目を開けると明け方の空に溶け始めた月が窓から覗いていた。ベッドに横たわっている自身を意識する。ここはアパートの自室だ。混乱する頭の中を落ち着かせるため暫く月を眺めていた。
夢か。それにしてもリアルな夢だった。まだあの生臭さが顔に纏わり付いているようだ。まだ朦朧とする頭を抱え布団から這い出しキッチンで顔を洗い、水を一気に飲み干した。それでも頭の混乱は収まらなかった。とても夢とは思えないのだ。あの重い渟足書房の紙袋も「秘記祝詞集」の特殊な織物の布装丁の肌触りやチンドンガエルの演奏も生臭さも実際に経験したとしか思えなかった。部屋中を見渡したが書房の包みは無かった。当然だ。夢だったのだから。それに渟足書房はかなり前に廃業している。しかし頭の何処かでは全力でそれを否定していた。あれは本当の出来事だと。

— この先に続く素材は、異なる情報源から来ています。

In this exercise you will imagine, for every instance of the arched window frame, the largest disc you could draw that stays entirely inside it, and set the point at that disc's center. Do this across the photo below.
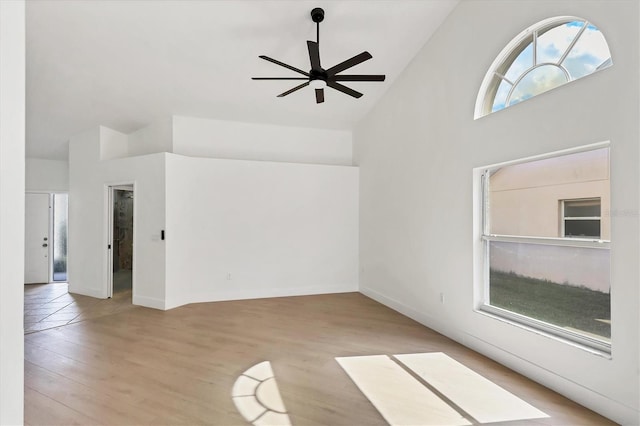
(502, 63)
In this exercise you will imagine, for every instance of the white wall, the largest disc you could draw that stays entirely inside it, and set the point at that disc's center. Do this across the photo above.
(46, 175)
(198, 137)
(417, 150)
(88, 179)
(279, 229)
(154, 138)
(12, 169)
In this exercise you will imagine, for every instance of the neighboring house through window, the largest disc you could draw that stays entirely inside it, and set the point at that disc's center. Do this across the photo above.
(581, 218)
(541, 273)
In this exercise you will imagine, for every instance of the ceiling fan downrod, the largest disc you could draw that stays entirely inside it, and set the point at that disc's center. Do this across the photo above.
(317, 16)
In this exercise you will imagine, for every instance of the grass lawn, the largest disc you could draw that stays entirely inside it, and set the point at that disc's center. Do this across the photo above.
(557, 304)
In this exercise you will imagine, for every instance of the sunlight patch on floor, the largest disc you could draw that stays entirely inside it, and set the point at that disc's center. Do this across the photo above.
(256, 396)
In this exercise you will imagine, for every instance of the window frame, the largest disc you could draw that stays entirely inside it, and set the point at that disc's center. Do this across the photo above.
(482, 303)
(564, 217)
(500, 66)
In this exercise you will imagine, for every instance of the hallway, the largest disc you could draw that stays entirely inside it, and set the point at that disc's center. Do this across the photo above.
(51, 305)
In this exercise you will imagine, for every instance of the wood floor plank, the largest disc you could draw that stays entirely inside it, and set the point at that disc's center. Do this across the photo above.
(179, 366)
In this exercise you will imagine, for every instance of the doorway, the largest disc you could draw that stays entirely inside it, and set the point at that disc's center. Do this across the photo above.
(45, 237)
(121, 240)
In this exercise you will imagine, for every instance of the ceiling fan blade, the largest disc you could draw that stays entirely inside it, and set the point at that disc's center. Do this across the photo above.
(279, 78)
(344, 89)
(293, 90)
(282, 64)
(357, 78)
(314, 55)
(352, 62)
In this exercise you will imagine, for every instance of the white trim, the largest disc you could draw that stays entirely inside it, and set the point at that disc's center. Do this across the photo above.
(149, 302)
(107, 272)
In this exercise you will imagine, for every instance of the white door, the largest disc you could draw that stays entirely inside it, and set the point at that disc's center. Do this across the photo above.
(37, 241)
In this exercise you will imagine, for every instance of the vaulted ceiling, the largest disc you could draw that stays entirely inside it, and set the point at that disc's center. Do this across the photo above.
(124, 64)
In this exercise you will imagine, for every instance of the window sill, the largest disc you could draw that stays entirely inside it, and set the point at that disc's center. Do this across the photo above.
(592, 346)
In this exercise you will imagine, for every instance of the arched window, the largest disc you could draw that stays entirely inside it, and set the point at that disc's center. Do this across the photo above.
(543, 57)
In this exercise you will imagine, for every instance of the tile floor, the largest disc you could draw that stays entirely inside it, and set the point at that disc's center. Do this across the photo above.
(51, 305)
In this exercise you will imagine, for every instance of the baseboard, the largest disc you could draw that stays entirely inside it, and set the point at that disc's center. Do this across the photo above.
(607, 407)
(407, 311)
(238, 294)
(149, 302)
(93, 292)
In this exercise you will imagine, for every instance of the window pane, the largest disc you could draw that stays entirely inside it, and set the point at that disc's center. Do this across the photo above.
(582, 209)
(568, 287)
(589, 53)
(500, 101)
(60, 204)
(526, 199)
(553, 43)
(522, 63)
(538, 80)
(582, 228)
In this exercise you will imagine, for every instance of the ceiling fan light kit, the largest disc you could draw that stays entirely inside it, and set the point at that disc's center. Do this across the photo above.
(319, 78)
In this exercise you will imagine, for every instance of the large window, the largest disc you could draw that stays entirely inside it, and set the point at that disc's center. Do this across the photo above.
(543, 57)
(542, 269)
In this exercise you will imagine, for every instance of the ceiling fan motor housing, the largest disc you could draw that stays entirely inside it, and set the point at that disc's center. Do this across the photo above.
(317, 14)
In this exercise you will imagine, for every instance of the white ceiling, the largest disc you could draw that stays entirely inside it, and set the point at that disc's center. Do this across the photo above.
(124, 64)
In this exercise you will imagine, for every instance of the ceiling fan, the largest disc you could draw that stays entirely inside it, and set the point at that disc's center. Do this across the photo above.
(319, 77)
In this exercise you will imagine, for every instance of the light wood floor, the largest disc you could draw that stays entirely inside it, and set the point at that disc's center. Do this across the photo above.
(144, 366)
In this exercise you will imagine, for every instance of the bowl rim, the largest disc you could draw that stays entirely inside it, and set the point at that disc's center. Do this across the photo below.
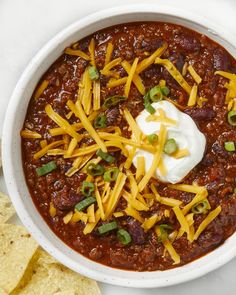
(146, 281)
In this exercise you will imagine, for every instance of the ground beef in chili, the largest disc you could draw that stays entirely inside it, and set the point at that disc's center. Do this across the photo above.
(216, 171)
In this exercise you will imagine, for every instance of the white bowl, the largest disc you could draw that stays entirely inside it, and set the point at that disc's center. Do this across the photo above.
(12, 161)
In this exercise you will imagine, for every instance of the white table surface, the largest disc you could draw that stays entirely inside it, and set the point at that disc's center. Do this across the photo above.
(26, 25)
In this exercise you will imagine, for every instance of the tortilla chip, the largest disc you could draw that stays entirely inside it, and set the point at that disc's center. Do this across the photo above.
(50, 277)
(6, 208)
(17, 248)
(2, 292)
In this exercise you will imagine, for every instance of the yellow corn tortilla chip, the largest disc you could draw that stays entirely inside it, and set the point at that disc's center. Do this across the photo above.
(17, 248)
(2, 292)
(50, 277)
(6, 208)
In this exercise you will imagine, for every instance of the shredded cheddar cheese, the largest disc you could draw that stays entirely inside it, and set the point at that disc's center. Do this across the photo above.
(156, 159)
(96, 95)
(193, 96)
(130, 77)
(115, 194)
(140, 171)
(182, 221)
(109, 51)
(26, 133)
(92, 52)
(44, 150)
(174, 73)
(99, 202)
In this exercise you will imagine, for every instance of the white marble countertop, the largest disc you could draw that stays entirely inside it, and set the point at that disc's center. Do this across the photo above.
(26, 25)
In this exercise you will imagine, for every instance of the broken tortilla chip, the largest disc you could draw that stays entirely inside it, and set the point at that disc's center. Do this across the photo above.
(50, 277)
(17, 248)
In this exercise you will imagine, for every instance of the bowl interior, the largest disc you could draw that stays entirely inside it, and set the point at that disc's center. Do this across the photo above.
(13, 171)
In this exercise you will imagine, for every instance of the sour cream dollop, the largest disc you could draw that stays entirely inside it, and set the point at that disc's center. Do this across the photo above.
(186, 135)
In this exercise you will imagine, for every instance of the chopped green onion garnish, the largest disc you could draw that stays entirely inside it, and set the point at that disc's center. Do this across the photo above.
(123, 236)
(113, 101)
(111, 174)
(229, 146)
(201, 207)
(105, 156)
(85, 203)
(100, 121)
(46, 168)
(170, 146)
(152, 138)
(87, 188)
(107, 227)
(148, 105)
(165, 90)
(95, 169)
(232, 117)
(93, 73)
(149, 108)
(155, 94)
(164, 229)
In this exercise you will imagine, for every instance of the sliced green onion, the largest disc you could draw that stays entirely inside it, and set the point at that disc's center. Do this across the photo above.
(95, 169)
(170, 146)
(165, 90)
(152, 138)
(46, 168)
(155, 94)
(113, 101)
(149, 108)
(85, 203)
(105, 156)
(123, 236)
(107, 227)
(201, 207)
(93, 73)
(100, 121)
(164, 229)
(232, 117)
(229, 146)
(111, 174)
(87, 188)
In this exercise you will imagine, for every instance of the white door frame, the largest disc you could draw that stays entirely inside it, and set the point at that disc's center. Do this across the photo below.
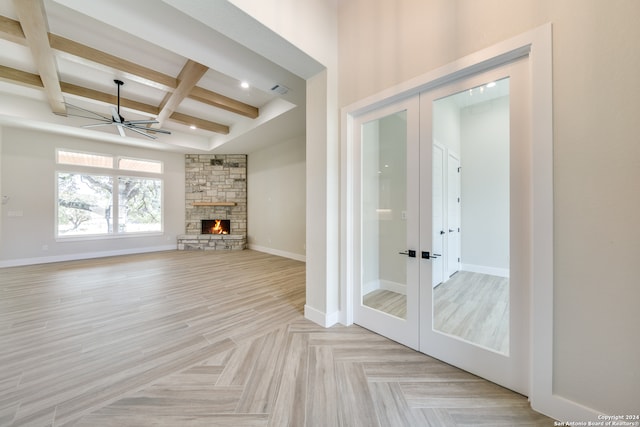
(537, 46)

昨日の記憶を手繰り寄せる事は出来る。ベッド脇のテーブルにティラミス大福の包装が散らばっている。郷土資料館の帰りに買ってきた物だ。食べた時間も味も思い出せる。眠るまでの事も憶えている。ティラミス大福は帰って直ぐに包みを開けた。だがその時間は書房で立ち読みをしていた時間だと覚えている。常識的に考えればカエルのチンドン屋や書房の出来事が夢のはずだがどうしてもそうとは思うことが出来ない。

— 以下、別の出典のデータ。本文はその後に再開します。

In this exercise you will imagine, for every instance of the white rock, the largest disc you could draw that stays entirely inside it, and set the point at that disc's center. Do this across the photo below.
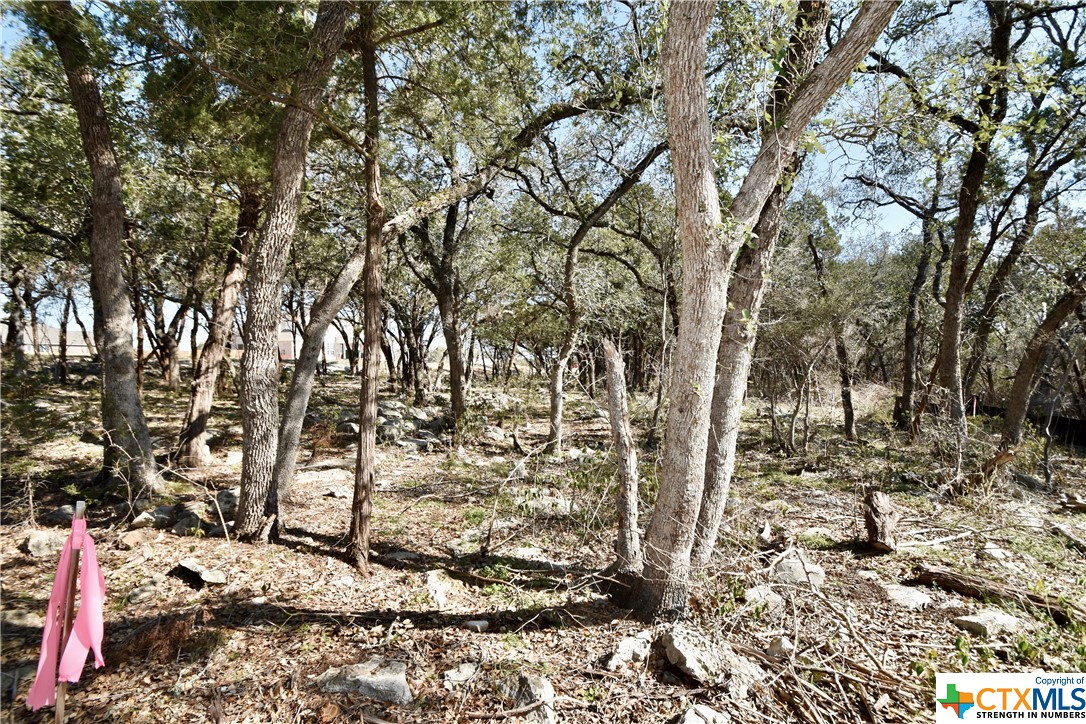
(526, 689)
(702, 714)
(765, 596)
(796, 570)
(41, 544)
(781, 647)
(630, 650)
(907, 596)
(462, 674)
(377, 678)
(989, 622)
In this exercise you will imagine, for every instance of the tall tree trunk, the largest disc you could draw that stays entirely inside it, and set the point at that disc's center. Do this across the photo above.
(997, 286)
(260, 363)
(709, 249)
(844, 366)
(128, 452)
(365, 471)
(193, 449)
(628, 544)
(1018, 402)
(745, 295)
(62, 362)
(992, 109)
(15, 346)
(569, 291)
(910, 365)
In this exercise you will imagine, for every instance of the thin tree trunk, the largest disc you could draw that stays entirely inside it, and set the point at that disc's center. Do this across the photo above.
(88, 342)
(260, 364)
(1018, 402)
(193, 449)
(15, 346)
(992, 110)
(62, 363)
(357, 549)
(844, 366)
(128, 452)
(628, 544)
(910, 366)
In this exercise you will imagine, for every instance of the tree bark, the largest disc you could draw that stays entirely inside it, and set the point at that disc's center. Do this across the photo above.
(709, 249)
(193, 449)
(992, 109)
(1018, 402)
(910, 364)
(260, 363)
(881, 519)
(573, 313)
(128, 454)
(628, 543)
(357, 549)
(844, 366)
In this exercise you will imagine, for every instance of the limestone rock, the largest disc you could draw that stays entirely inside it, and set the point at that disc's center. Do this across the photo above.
(989, 622)
(61, 516)
(907, 596)
(227, 502)
(192, 569)
(14, 617)
(136, 537)
(461, 675)
(765, 596)
(781, 647)
(41, 544)
(701, 714)
(377, 678)
(796, 570)
(526, 690)
(709, 663)
(630, 650)
(440, 585)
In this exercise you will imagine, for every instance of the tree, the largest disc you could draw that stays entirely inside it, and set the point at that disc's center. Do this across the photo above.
(710, 243)
(128, 451)
(260, 364)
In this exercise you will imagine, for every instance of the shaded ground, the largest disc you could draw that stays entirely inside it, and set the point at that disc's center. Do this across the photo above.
(250, 650)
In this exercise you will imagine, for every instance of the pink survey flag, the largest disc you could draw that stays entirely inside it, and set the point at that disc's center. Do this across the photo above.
(87, 629)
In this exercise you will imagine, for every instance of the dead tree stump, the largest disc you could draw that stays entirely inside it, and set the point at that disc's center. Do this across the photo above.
(881, 519)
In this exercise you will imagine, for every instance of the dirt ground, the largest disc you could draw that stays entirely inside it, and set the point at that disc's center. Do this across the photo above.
(251, 649)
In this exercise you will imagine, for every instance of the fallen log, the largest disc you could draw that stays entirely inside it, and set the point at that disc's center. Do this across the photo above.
(1063, 613)
(881, 520)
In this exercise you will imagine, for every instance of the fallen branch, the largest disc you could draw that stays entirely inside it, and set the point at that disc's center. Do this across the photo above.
(519, 711)
(984, 589)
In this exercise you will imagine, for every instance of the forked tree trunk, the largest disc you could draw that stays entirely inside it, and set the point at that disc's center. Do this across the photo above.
(745, 295)
(910, 364)
(844, 366)
(128, 454)
(362, 507)
(1018, 402)
(260, 363)
(569, 292)
(992, 109)
(628, 544)
(710, 244)
(193, 449)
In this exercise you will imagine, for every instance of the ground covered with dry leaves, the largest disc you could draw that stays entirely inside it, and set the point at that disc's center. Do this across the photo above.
(476, 530)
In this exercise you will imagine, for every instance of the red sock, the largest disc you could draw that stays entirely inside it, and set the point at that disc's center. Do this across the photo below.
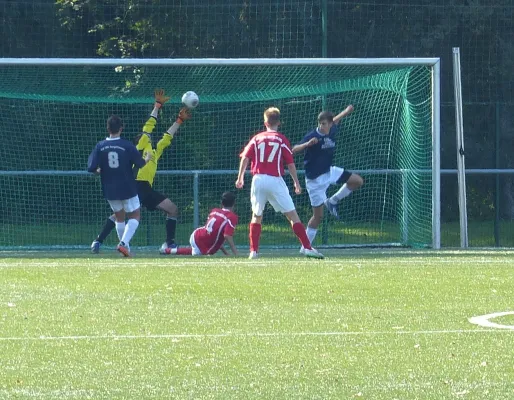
(299, 230)
(184, 251)
(255, 235)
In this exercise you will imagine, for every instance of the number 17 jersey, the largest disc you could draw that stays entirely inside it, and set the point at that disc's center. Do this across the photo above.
(211, 236)
(268, 151)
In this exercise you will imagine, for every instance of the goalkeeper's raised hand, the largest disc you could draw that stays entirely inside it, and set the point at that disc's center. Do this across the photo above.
(183, 115)
(160, 98)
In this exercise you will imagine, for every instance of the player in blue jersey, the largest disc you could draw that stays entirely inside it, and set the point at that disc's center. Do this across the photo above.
(114, 158)
(319, 146)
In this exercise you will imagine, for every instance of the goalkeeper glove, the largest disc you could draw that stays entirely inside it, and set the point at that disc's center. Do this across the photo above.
(160, 98)
(183, 115)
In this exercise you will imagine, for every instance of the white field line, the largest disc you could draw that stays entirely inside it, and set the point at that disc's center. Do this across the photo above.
(245, 335)
(485, 320)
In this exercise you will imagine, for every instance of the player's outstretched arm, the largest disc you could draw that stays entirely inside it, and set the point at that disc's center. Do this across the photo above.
(183, 115)
(347, 111)
(167, 137)
(302, 146)
(230, 240)
(242, 169)
(160, 98)
(292, 171)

同じ時間帯に同時に二つの記憶があるように思える。部屋に帰ってティラミス大福を食べた事も書房での出来事もカエルのチンドン屋に遭遇した事もどちらも思い出そうとすれば事細かに思い出せた。
でも・・・、でも、矛盾している。鮮明に覚えているのに二つの記憶を比べるとどちらも酷く曖昧に感じられるのだ。夢と云うにはリアルで現実と云うには曖昧に感じられる。
頭の混乱が未だに収まらない。残月を見上げた。まだ一眠り出来る時間帯だ。眠れば混乱も落ち着くだろうと再び床に入るが眠れなかった。この記憶の曖昧さは今に始まった事では無かった。何の根拠もなく切っ掛けはこの土地で垂井源一郎と出会ったことが引き起こしていると確信めいた思いがある。垂井さんと会うことが無ければこの町やあの民話に囚われる事も記憶障害みたいな事は起こらなかったのではないか。
まだ月が辛うじて部屋の中を照らしていた。子供の頃から月の光は全てを浄化してくれると思っていた。祖母がそう教えてくれた。それがこの町へ来てから印象が違って来た。この町の月は何時も優しく包むように照らしてくれていた故郷の月とは違う。濁った光りを放ち禍禍しさすら感じられる。
いったいここは・・・何処なんだろう。